Painting (or repainting) can make old pine kitchen cabinets look like new. Because of the wear and tear experienced by kitchen cabinets, it's important that both the underlying primer and topcoat are properly prepared and applied, or they could peel off. Always use multiple thin coats of paint rather than applying a single thick coat. Topping the paint with polyurethane will make the cabinet surfaces moisture-resistant and easier to clean.
- Skill level:
Things you need
- Vibrating sander
- 100-grit sandpaper
- Hand broom
- Tack cloth
- Masking tape
- Sealant primer
- Finish paint
- Polyurethane spray
Use your screwdriver to remove all hardware from the cabinets, including the hinges. Spread out tarps. Lay out the door and other pieces on the tarps.
Take the finish off the cabinet parts with a vibrating sander and 100-grit sandpaper. Sand for a clean, smooth surface. Brush off the debris with a hand broom and clear away all dust with the tack cloth.

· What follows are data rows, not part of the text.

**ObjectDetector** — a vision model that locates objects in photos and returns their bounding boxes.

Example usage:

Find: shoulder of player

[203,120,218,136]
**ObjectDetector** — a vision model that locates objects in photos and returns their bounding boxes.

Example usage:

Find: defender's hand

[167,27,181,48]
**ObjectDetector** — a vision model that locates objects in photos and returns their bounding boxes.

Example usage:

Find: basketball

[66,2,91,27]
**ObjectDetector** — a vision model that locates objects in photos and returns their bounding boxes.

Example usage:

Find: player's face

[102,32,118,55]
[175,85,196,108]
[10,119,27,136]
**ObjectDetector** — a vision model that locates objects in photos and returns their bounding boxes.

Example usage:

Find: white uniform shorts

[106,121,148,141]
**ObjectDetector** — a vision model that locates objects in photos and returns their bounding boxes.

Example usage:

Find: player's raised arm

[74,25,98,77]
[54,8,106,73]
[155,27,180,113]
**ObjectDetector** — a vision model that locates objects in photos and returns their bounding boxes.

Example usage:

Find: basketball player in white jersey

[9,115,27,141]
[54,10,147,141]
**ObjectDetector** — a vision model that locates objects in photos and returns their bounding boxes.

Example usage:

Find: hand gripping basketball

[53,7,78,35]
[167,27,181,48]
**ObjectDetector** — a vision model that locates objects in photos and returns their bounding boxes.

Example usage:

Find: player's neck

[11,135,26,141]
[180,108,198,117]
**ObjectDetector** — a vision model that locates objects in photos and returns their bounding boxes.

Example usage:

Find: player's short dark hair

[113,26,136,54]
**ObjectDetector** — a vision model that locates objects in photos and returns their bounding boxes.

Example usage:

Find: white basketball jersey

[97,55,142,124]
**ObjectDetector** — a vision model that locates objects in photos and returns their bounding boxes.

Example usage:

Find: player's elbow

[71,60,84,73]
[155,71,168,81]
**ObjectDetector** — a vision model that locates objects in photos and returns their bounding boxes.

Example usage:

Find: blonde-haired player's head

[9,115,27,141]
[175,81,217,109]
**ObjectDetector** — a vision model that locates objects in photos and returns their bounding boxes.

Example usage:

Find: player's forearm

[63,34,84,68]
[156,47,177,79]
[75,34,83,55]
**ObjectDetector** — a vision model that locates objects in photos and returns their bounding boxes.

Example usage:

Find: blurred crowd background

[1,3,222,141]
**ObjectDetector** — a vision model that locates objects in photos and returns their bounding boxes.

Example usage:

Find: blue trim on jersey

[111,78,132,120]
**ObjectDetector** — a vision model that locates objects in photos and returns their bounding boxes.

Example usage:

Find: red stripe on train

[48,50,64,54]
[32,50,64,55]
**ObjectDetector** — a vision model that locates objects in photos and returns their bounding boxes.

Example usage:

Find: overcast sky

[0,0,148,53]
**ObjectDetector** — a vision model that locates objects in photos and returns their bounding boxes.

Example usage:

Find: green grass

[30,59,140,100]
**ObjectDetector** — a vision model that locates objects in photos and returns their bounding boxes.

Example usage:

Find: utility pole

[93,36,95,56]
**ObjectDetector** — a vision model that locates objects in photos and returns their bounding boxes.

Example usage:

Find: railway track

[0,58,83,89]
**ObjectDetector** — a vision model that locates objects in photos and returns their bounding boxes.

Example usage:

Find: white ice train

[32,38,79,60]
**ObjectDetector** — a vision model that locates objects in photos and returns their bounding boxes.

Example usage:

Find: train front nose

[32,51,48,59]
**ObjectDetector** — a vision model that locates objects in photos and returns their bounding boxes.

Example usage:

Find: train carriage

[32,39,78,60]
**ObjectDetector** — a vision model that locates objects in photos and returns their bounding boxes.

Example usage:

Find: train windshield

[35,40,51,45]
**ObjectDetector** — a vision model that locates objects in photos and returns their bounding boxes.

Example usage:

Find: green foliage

Press masking tape on the walls and floors around the cabinets.
Paint the cabinet and all its parts with sealant primer. Keep the coat thin and smooth, just enough to cover the pine surface. Watch out for the formation of drips or ridges. Let the primer set for 8 hours or more.
Brush on the first coat of finish paint. Don't attempt complete coverage of the underlying primer; keep the coat thin and smooth. Work from the top down, brushing with the direction of the length of each span. Let it dry for 12 hours.
Brush on a second layer of finish paint, working the same way. Let it dry for 12 hours. Brush on a third coat if necessary.
Let the final coat of paint set for 24 hours.
Spray polyurethane lightly over the entire surface, from top to bottom, to seal in the paint. Let the polyurethane dry for 24 hours before replacing hardware and reassembling the cabinets.